Du peu qu’on nous ait appris en Histoire, la planète aurait connu un temps de guerre violent et tout aurait changé à partir de ce moment. Malgré nos questions, les quelques professeurs n’ont jamais voulu nous en dire plus. Peut-être qu’au final, eux non plus ne savent pas, peut-être même que les autorités les obligent à enseigner seulement cette partie de l’Histoire pour prouver que toutes les règles et les restrictions qui nous touchent sont nécessaires et normales.

L’interdiction de fuir fait partie des lois qui nous ont été instruites, sûrement pour nous formater dès le début. Les punitions qui s’ensuivent nous ont été expliquées directement, de sorte à nous faire passer toute envie de partir loin du village. Hier, j’ai enfreint cette restriction, la première que j’ai connue, et pourtant, même en connaissant ce que j’allais subir pour mon « comportement stupide » comme ils diraient, j’ai tenté ma chance.

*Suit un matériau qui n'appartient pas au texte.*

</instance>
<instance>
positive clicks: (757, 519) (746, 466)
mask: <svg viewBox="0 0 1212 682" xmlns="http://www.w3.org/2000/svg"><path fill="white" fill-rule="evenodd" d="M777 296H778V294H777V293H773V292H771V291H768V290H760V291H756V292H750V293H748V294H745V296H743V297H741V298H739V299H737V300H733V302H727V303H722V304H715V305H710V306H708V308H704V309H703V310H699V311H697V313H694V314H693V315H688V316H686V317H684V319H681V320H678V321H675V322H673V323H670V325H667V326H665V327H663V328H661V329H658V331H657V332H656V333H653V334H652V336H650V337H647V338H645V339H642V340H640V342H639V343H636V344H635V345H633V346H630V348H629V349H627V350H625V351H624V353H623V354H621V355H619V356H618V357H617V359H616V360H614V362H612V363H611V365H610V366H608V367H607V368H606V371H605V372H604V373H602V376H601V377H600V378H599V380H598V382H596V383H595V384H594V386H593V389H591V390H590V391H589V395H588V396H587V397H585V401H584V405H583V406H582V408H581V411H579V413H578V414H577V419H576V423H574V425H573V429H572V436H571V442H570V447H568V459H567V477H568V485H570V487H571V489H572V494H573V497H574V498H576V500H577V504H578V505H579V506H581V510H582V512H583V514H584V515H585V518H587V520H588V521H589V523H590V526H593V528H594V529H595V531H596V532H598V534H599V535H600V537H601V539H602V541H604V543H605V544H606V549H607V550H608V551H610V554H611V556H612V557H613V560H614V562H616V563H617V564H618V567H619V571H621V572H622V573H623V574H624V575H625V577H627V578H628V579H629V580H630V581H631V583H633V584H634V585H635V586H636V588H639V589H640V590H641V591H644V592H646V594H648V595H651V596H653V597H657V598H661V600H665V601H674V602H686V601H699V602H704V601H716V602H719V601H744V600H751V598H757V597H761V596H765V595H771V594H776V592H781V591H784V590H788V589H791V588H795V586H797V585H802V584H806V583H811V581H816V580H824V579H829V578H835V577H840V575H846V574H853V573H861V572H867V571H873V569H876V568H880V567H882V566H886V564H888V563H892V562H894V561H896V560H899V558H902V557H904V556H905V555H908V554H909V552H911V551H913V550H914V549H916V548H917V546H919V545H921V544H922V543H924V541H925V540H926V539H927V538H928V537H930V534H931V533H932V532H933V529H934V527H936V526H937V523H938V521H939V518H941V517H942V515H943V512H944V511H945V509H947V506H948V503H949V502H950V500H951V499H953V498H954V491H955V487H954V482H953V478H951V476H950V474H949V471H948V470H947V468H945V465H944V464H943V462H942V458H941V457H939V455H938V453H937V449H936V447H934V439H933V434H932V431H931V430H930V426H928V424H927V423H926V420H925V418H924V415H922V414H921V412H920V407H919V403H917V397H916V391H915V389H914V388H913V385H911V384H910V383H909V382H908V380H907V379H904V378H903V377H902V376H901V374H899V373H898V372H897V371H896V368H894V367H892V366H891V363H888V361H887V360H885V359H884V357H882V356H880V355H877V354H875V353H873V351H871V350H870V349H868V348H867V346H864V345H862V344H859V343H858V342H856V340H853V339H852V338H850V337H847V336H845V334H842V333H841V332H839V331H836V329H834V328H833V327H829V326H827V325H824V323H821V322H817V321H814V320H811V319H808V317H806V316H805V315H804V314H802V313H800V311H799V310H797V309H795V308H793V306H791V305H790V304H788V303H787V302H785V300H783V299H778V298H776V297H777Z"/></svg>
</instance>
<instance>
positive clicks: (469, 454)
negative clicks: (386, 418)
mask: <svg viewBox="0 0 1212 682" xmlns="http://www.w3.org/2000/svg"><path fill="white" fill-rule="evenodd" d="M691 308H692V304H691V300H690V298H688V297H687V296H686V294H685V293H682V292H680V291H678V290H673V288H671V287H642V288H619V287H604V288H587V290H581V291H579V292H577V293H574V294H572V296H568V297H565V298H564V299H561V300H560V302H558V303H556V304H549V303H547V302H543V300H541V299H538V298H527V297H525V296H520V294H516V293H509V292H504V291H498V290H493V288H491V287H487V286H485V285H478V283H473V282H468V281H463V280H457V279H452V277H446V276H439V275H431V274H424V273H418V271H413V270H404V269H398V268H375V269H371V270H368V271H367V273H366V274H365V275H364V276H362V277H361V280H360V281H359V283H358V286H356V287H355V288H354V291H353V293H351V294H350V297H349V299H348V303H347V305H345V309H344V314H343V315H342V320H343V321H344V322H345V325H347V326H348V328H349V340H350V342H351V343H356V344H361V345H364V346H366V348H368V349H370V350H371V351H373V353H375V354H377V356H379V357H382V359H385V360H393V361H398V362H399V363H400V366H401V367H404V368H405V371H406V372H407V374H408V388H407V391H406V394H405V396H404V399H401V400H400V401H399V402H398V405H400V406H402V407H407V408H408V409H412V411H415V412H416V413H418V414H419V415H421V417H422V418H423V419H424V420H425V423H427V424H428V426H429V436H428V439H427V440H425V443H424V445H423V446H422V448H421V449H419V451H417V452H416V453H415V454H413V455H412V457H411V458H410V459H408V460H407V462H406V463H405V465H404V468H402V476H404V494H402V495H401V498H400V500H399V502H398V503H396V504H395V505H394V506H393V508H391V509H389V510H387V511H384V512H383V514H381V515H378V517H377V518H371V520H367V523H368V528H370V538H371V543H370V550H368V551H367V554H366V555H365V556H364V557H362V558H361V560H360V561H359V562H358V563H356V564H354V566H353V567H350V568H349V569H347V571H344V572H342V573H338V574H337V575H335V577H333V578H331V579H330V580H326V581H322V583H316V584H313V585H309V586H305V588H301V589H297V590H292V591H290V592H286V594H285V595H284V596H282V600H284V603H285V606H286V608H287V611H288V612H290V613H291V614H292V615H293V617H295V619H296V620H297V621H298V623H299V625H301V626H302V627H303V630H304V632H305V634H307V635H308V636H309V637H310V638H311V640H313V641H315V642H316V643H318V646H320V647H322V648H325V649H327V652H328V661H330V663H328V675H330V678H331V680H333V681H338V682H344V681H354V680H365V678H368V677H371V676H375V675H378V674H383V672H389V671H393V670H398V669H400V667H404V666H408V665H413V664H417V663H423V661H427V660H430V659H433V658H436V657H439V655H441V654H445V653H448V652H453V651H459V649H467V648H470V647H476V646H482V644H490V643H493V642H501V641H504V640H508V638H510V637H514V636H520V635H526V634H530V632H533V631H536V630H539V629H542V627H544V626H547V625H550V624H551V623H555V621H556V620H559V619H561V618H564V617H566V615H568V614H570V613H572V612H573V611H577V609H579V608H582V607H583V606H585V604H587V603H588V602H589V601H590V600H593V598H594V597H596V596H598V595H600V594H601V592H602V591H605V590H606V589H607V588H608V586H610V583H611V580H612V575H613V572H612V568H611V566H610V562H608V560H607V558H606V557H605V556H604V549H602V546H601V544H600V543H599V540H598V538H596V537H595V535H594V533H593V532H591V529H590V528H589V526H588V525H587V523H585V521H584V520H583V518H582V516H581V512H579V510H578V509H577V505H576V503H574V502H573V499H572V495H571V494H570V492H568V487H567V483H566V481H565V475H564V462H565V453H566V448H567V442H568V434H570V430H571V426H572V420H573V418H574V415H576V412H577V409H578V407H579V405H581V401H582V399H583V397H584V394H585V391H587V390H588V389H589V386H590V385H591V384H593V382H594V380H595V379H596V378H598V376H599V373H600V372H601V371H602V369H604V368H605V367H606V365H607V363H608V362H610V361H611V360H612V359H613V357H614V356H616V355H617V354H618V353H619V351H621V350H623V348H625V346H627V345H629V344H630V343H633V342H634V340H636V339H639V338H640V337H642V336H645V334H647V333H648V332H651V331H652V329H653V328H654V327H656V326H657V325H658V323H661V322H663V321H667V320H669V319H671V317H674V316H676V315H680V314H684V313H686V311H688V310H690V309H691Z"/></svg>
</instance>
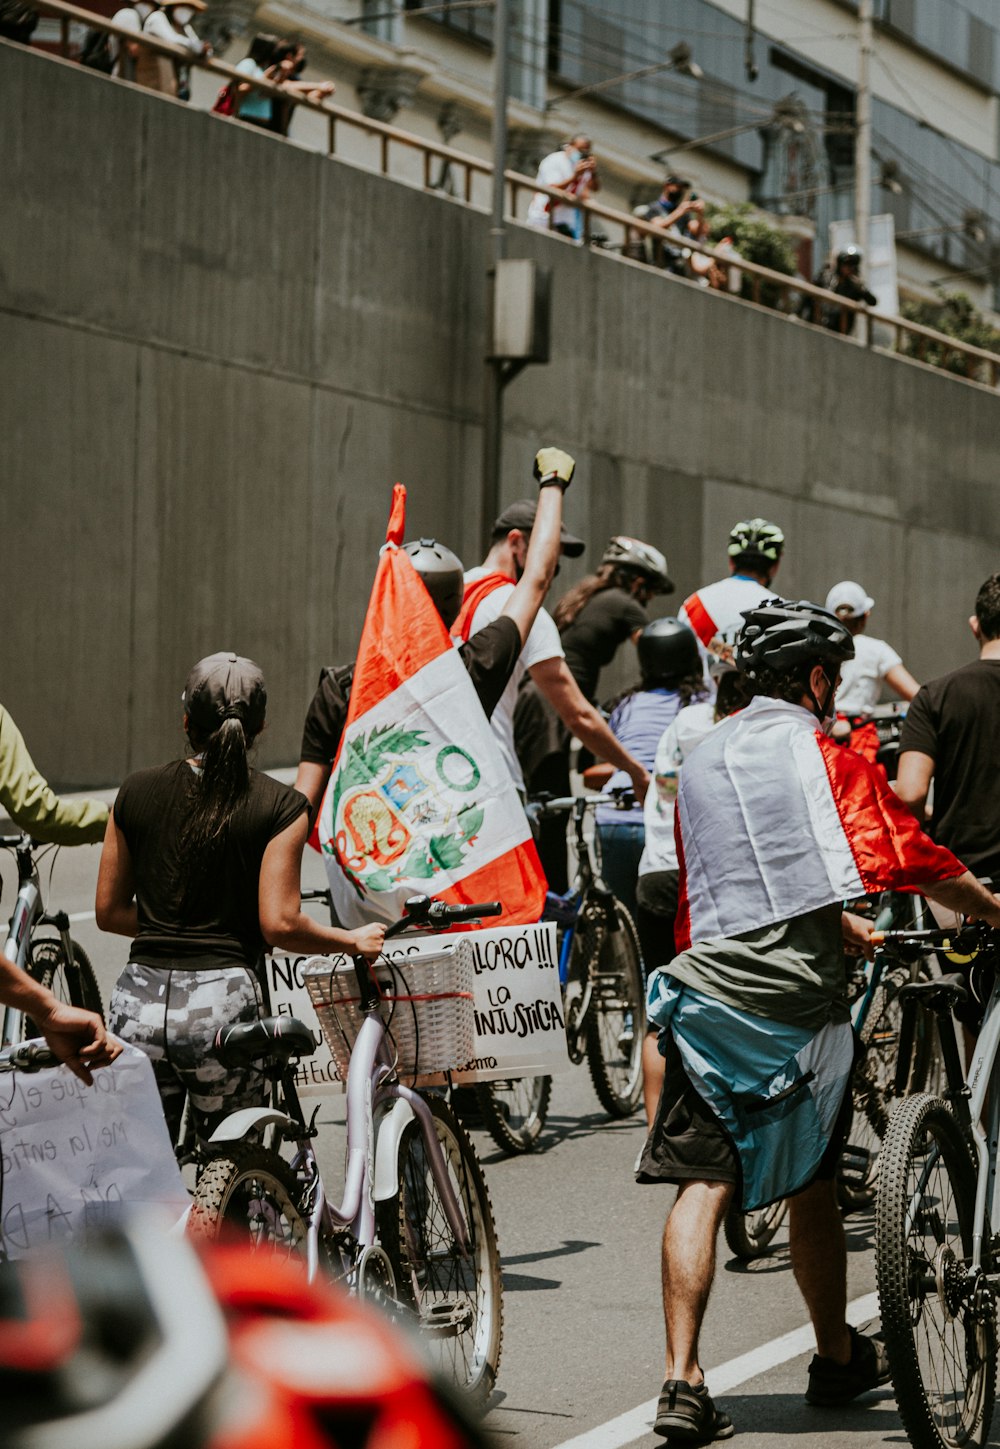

Malgré leur mise en garde, j’ai fui. Je ne suis cependant pas la seule à avoir essayé. Ils ont tous eu la même sanction que moi mais étrangement, ils n’ont plus jamais recommencé ni même souhaité partir alors qu’en ce qui me concerne, j’en ai encore envie. Pourtant, je n’ai presque pas à me plaindre ici.

On est tous nourris, logés, et nos soins médicaux sont payés d’office. Tout ce qu’on a à faire en échange, c’est de rester dans le village. Mais pourquoi ? Depuis toujours, je me suis questionnée sur cette règle. D’après ce que j’ai pu apprendre, avant la catastrophe, ceux qui avaient le pouvoir ne nourrissaient et ne logeaient les citoyens que contre de l’argent.

Rien n’était fait gratuitement alors…qu’est-ce qu’il pouvait y avoir de si important pour pousser les autorités à rendre tout accessible en échange d’une seule règle ? C’est étrange. Parfois, j’ai l’impression que ce qu’ils veulent nous cacher est bien pire que tout ce qu’on pourrait imaginer et honnêtement, cela ne me rassure pas. D’ailleurs, certains habitants du village sont terrifiés à l’idée de découvrir la vérité.

C’est pourquoi tout le monde préfère se taire et suivre les ordres, même si cela revient à renoncer à sa liberté.